The track opened as New Hampshire International Speedway in June of 1990 after nine months of construction following Bob Bahre's purchase of Bryar Motorsports Park in 1989. The reconstruction of the track into a 52,000 seat complex with a 1.058 mile oval made it the largest speedway in New England and subsequent expansions doubled the capacity to over 90,000.

NASCAR made its debut at the track on July 15, 1990 with the Busch Series Budweiser 300, which was won by Tommy Ellis and featured many drivers from the then Winston Cup Series, including Dale Earnhardt, Sr., who placed seventh,

The Busch Series, which was later renamed the Nationwide Series and is now known as the NASCAR XFINITY series, were successful races, enabling the speedway to gain a spot on the Winston Cup series calendar in 1993.

The first NASCAR Sprint Cup race at NHIS, the Slick 300, was held on July 11, 1993 and was won by NASCAR Hall of Famer Rusty Wallace. It was also the last race ever for Davey Allison, who was fatally injured in a helicopter crash the next day at the Talladega, Alabama, race track.

After the 1996 season Bob Bahre and Bruton Smith bought the North Wilkesboro, North Carolina Speedway and moved one of its Winston Cup races to NHIS, a September event, with the other race going to one of Smith's other tracks.

NHIS has hosted two top-tier races a year since that time and has gained a reputation as a tough track for drivers to pass one another, which led to changes in the banking of the track in order to create more side by side racing and passing opportunities.

In 2000 the track was the site of a pair of fatal collisions, one in May which took the life of Adam Petty when his throttle stuck during a practice and he hit the wall in the middle of the third and fourth turns, and another in July in which Rookie of the Year Kenny Irwin died. For safety reasons ,when the cars returned for the September race, so-called restrictor plates were used to control speed and produced an uneventful race in which Jeff Burton led for all 300 laps of the Dura Lube 300.

Before the 2008 racing season, Speedway Motorsports, owned by Bruton Smith, purchased the track from the Bahre family for $340 million and changed the name of the track to New Hampshire Motor Speedway. It is one of eight tracks owned by Speedway Motorsports.

NASCAR has faced declining popularity nationwide ever since the 2008 recession and has been trying in recent years to woo back fans by making the races more competitive. Changes this year include reduction of horsepower from 850 to 725 and reduction of the rear spoiler from eight inches to six inches.

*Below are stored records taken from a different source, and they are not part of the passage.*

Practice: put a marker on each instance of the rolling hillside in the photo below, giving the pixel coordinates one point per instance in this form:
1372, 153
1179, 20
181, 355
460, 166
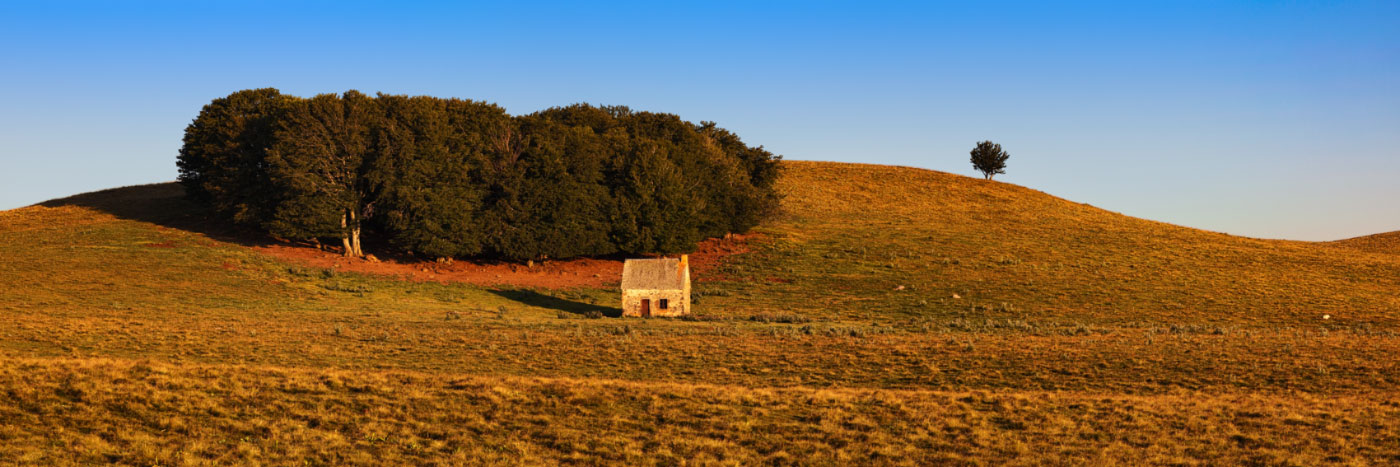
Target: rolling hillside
891, 315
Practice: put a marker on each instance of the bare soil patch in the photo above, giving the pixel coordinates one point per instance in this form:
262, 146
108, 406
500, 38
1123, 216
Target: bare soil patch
584, 271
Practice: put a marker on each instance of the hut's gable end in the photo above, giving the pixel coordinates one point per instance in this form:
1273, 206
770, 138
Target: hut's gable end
655, 287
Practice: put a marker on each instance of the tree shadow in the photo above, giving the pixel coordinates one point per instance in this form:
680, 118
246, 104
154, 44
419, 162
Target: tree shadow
534, 298
163, 204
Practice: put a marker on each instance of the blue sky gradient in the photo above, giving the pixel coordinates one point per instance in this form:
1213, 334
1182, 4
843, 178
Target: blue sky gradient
1274, 119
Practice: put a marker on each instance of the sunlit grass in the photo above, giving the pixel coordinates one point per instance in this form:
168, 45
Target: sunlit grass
889, 315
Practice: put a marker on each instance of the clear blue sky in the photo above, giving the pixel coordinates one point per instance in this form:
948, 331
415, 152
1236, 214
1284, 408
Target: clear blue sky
1276, 119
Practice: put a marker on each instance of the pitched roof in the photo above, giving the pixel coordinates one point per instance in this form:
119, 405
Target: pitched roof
662, 273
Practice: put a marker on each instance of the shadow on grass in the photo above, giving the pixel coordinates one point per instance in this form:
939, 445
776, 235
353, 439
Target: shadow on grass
163, 204
534, 298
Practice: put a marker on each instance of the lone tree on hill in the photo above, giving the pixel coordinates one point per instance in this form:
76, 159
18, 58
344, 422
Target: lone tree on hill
989, 158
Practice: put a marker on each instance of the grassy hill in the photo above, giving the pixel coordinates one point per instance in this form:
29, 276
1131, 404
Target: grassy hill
891, 315
1388, 243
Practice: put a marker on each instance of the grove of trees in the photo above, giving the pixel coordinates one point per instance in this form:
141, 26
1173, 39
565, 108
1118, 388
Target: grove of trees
457, 178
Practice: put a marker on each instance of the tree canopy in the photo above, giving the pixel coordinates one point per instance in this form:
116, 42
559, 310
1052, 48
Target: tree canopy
455, 178
989, 158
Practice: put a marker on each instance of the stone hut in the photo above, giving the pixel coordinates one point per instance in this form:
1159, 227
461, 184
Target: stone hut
655, 287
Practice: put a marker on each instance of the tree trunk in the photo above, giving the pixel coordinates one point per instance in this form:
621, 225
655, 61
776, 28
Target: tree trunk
354, 241
354, 235
345, 236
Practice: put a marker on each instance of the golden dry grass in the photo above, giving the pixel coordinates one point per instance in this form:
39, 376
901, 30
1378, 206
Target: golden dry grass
135, 333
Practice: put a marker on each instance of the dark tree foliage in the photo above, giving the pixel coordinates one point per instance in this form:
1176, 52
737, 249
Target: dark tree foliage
318, 167
434, 160
989, 158
224, 155
450, 178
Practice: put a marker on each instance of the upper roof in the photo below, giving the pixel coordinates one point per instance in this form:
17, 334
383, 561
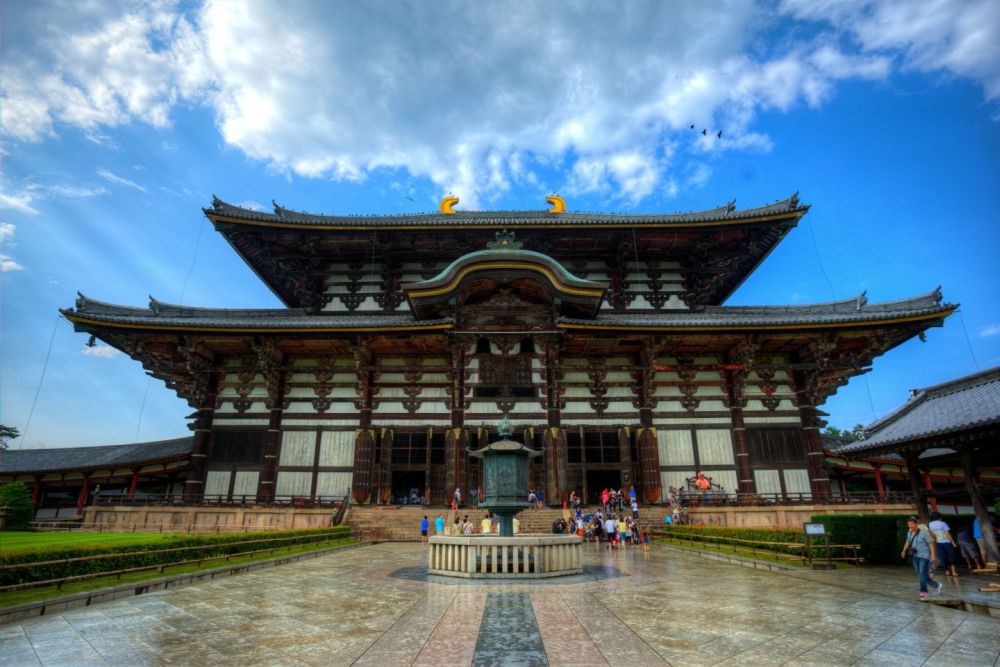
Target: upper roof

In-season race car set-up package changes are also being made and NASCAR Chairman and CEO Brian France said this week that he is very pleased with the package which was used last weekend at Kentucky Speedway.

A lower downforce package at Kentucky led to a track-best 22 green-flag passes for the lead and more than double the green-flag passes throughout the field from last season, from 1,147 to 2,665. France praised the NASCAR Research and Development Center for taking risks by running a new package in a race as the series reached the halfway point of its season.

"Our group at the R&D Center did a really good job, and they're taking some risks that are a little bit outside the box of NASCAR," France said. "We typically wouldn't be changing packages in mid-stream like this in the middle of our season. But we want to make sure that we're delivering the absolute best racing that we can. They felt — and I agree with them — the only way to sort that out is not to test it in sort of isolated tests but to do it in real racing time."

This Sunday's race at the Speedway is a crucial one in the Race for the Chase, which will see 16 drivers qualify from the first 26 races of the season to be eligible for the Sprint Cup championship, which will be determined over the last 10 races of the season.

Winning Sunday can play a big role in building a driver's momentum toward a championship run. From 2010-14, Jimmie Johnson, Ryan Newman, Kasey Kahne and Brad Keselowski used wins in this race to carry themselves into the NASCAR Chase for the Sprint Cup, and in 2013, Brian Vickers upset the field for his first win since 2009.

Keselowski won last year's July race at the speedway while Joey Logano won the September race.

Currently six-time champion Jimmie Johnson, who won both of the 2003 races at NHMS, is leading the Race for the Chase with four wins. Kevin Harvick, last year's Sprint Cup series winner, is second with two wins and leads in point standings. Joey Logano, also with two wins, is third followed by Dale Earnhardt Jr.